Allele namedbSNP reference identifier for allele location
HLA-B*15:02 Tagged variants cannot be reliably used to detect this allele. Sequencing is the most accurate technique for allele detection.

For the major histocompatibility complex region, variations in genes such as HLA-B occur across the whole sequence of the gene, not a single locus. Therefore, the HLA-B*15:02 allele is defined by its sequence rather than single coding or protein variations. If there is strong linkage disequilibrium between one or more SNPs and a specific HLA allele, the presence of these SNPs (tag SNPs) may be used for HLA typing in some populations; however, genotyping tagged variants should not be considered diagnostic or equivalent to actual HLA testing.
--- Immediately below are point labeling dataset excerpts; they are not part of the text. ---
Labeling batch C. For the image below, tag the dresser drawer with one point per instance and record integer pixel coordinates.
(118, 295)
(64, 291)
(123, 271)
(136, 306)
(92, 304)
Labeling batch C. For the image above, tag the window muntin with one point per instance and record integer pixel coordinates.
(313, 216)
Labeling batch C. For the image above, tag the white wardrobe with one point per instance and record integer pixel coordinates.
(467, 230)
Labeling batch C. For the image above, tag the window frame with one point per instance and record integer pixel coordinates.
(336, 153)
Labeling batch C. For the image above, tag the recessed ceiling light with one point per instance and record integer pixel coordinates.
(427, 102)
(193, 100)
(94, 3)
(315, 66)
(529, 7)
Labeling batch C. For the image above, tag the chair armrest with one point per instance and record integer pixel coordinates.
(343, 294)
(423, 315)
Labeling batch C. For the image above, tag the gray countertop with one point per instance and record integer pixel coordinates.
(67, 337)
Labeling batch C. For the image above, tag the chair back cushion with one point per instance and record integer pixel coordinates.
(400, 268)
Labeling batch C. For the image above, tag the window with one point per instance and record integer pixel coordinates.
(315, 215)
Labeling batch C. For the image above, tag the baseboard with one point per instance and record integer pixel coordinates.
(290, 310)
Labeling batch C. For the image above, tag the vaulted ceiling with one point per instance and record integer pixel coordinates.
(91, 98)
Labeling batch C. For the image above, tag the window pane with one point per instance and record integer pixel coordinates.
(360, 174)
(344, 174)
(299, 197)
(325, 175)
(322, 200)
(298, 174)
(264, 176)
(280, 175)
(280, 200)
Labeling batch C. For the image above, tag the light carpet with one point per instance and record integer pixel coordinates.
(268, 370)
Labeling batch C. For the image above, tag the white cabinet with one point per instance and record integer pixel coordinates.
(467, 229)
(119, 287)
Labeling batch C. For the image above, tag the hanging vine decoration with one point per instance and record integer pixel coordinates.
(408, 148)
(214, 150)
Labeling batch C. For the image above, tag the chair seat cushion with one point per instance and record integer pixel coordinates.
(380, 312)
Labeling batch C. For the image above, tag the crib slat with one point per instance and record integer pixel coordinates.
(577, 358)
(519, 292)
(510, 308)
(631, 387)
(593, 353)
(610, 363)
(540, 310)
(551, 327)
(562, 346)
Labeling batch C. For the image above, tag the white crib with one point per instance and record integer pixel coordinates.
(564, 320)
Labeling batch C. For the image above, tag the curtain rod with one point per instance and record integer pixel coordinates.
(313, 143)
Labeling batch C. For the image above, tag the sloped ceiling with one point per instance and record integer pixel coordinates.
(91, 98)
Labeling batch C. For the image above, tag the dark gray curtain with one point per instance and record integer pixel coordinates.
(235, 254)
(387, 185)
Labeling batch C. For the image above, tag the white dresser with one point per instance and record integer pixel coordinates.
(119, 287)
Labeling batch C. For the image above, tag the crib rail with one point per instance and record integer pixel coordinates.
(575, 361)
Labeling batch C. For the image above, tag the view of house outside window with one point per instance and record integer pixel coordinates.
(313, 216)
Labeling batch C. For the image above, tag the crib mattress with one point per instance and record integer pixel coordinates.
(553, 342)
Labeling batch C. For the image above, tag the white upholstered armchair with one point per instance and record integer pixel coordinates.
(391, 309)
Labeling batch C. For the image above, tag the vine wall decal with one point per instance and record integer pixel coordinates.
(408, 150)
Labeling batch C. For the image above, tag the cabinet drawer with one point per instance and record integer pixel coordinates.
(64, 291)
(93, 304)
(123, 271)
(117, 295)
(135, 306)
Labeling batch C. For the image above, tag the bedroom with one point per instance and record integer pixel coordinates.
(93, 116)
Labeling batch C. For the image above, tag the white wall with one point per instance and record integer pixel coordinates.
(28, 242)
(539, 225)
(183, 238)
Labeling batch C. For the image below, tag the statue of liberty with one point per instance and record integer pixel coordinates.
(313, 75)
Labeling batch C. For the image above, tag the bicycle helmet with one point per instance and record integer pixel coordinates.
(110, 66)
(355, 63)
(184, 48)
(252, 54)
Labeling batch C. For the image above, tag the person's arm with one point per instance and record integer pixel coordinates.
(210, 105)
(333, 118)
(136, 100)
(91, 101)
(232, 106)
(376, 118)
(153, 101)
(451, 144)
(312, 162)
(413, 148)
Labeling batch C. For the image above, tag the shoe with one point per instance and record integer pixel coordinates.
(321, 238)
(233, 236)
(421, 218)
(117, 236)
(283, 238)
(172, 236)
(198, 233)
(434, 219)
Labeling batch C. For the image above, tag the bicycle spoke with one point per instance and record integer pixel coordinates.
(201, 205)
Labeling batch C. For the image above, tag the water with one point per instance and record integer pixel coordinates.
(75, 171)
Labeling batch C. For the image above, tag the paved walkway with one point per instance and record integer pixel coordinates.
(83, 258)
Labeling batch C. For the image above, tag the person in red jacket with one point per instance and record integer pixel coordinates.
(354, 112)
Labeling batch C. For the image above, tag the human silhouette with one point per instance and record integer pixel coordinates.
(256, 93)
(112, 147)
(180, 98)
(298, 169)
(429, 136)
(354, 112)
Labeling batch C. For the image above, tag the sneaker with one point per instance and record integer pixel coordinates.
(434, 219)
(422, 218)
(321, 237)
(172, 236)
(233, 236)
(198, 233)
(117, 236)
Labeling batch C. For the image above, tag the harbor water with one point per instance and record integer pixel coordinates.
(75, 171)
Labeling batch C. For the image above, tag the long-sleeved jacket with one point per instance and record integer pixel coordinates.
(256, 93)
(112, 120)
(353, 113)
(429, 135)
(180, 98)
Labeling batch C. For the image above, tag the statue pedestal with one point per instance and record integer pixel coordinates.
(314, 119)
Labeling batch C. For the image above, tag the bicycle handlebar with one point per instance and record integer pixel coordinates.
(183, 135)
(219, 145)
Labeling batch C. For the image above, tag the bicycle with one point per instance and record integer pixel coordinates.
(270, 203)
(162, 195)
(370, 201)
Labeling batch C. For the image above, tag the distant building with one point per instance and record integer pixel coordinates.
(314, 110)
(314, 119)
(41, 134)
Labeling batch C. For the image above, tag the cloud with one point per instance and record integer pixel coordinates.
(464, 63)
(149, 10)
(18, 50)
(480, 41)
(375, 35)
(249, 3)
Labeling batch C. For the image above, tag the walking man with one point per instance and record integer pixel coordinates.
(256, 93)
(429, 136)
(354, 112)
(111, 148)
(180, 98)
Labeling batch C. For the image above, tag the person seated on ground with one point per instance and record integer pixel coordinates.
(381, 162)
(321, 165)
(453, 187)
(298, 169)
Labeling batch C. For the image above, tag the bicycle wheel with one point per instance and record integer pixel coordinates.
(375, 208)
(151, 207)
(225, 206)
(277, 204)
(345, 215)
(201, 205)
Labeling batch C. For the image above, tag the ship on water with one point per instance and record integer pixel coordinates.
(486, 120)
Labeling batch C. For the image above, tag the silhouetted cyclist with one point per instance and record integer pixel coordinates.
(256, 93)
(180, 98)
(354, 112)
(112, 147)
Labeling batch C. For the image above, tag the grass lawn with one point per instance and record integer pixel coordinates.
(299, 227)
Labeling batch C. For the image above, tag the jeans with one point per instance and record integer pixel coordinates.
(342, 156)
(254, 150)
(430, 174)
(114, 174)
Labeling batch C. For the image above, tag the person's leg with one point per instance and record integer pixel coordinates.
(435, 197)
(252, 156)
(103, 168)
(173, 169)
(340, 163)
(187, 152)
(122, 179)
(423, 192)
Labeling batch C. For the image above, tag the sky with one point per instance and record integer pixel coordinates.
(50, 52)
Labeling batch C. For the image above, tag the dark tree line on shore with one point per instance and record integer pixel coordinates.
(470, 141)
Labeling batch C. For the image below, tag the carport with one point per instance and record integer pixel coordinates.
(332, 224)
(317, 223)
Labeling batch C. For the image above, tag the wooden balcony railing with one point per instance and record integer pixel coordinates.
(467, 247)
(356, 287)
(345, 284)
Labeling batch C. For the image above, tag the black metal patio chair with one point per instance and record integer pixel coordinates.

For HLA-B*15:02, rs2844682 and rs3909184 were previously considered the tagged variants (47), however, these variants have shown to be less accurate in other studies (48). Other tagged variants have been suggested, however, the sensitivity and accuracy of these variants to detect the HLA-B*15:02 allele is limited (49, 50). Sequence for the full HLA-B*15:02 allele (and subtypes) can be accessed here.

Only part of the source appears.